The 39th President of the United States of America, James Earl Carter Jr, clocks 100 today October 1, 2024.

Observers say it is the first of its kind for any American President, living or dead. Carter is the oldest of the six living U.S. presidents as well as the nation’s longest-lived former president.

Carter, who has been widowed and who had surmounted various health issues on his journey to centenary, was diagnosed with a cancer that had spread to his brain nine years ago when he was 91. But, like the great fighter that he is, he has lived to tell the story!

Carter, an American politician and humanitarian, served as the 39th president of the United States from 1977 to 1981. A member of the Democratic Party, he was the 76th governor of Georgia from 1971 to 1975, and a Georgia state senator from 1963 to 1967.

Last year when he was 99, he was deemed the oldest living, longest-lived and longest-married president, and has the longest post-presidency. He is also the fourth-oldest living former state leader.

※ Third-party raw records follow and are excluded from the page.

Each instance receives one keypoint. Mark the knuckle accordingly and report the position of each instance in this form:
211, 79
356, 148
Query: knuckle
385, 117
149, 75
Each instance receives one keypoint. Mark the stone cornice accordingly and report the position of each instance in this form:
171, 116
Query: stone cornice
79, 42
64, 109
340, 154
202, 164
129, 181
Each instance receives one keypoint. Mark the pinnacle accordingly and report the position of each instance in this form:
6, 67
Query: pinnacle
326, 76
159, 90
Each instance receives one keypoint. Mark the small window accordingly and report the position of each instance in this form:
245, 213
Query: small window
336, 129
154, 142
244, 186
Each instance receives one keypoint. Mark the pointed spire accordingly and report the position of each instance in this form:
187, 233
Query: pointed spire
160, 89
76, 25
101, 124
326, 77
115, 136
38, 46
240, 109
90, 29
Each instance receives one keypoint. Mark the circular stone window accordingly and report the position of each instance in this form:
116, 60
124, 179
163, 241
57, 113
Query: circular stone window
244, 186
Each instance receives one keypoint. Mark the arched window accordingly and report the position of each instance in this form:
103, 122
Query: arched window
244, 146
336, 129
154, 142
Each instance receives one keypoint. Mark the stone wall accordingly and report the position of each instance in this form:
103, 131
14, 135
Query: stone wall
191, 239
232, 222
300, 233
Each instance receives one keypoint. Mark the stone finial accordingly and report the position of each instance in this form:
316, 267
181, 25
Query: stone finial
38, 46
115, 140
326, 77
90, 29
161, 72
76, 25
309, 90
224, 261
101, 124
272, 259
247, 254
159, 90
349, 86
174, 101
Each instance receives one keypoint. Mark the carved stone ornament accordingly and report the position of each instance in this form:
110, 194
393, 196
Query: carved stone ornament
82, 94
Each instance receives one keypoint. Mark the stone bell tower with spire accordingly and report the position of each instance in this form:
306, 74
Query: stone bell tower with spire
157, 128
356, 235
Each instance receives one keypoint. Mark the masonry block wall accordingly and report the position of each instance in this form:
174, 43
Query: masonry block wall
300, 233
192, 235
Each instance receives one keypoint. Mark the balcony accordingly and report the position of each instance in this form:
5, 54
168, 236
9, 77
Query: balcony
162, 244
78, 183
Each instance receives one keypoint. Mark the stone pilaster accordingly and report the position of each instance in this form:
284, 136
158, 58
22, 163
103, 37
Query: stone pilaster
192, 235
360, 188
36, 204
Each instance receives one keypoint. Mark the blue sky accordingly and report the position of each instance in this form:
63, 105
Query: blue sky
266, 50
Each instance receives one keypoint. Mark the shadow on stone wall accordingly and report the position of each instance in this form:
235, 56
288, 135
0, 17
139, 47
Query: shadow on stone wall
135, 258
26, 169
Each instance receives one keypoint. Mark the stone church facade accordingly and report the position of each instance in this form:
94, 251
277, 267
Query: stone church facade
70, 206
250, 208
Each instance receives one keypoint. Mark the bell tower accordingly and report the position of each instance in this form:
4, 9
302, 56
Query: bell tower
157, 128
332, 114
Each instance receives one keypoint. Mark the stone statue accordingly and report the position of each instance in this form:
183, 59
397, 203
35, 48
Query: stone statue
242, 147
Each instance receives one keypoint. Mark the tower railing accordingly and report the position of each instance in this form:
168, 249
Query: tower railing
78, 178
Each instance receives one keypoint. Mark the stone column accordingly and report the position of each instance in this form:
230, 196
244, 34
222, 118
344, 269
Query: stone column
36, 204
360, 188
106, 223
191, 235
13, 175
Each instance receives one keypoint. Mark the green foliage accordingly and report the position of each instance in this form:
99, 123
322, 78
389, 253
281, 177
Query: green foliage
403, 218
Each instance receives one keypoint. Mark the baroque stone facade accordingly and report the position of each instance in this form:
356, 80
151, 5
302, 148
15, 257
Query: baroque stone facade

He lost his wife of 77 years on November 19, 2023. She was aged 96, having been married since 1946.

Nine years ago, Carter held a news conference at the Carter Center in Atlanta to talk about his cancer diagnosis and treatment.

Then age 91, Carter explained that a bad cold the previous May had led to a thorough physical, which by early August 2015 resulted in a diagnosis of melanoma, an extremely dangerous form of skin cancer. He had liver surgery earlier that month, and doctors identified four spots where the cancer had spread to his brain.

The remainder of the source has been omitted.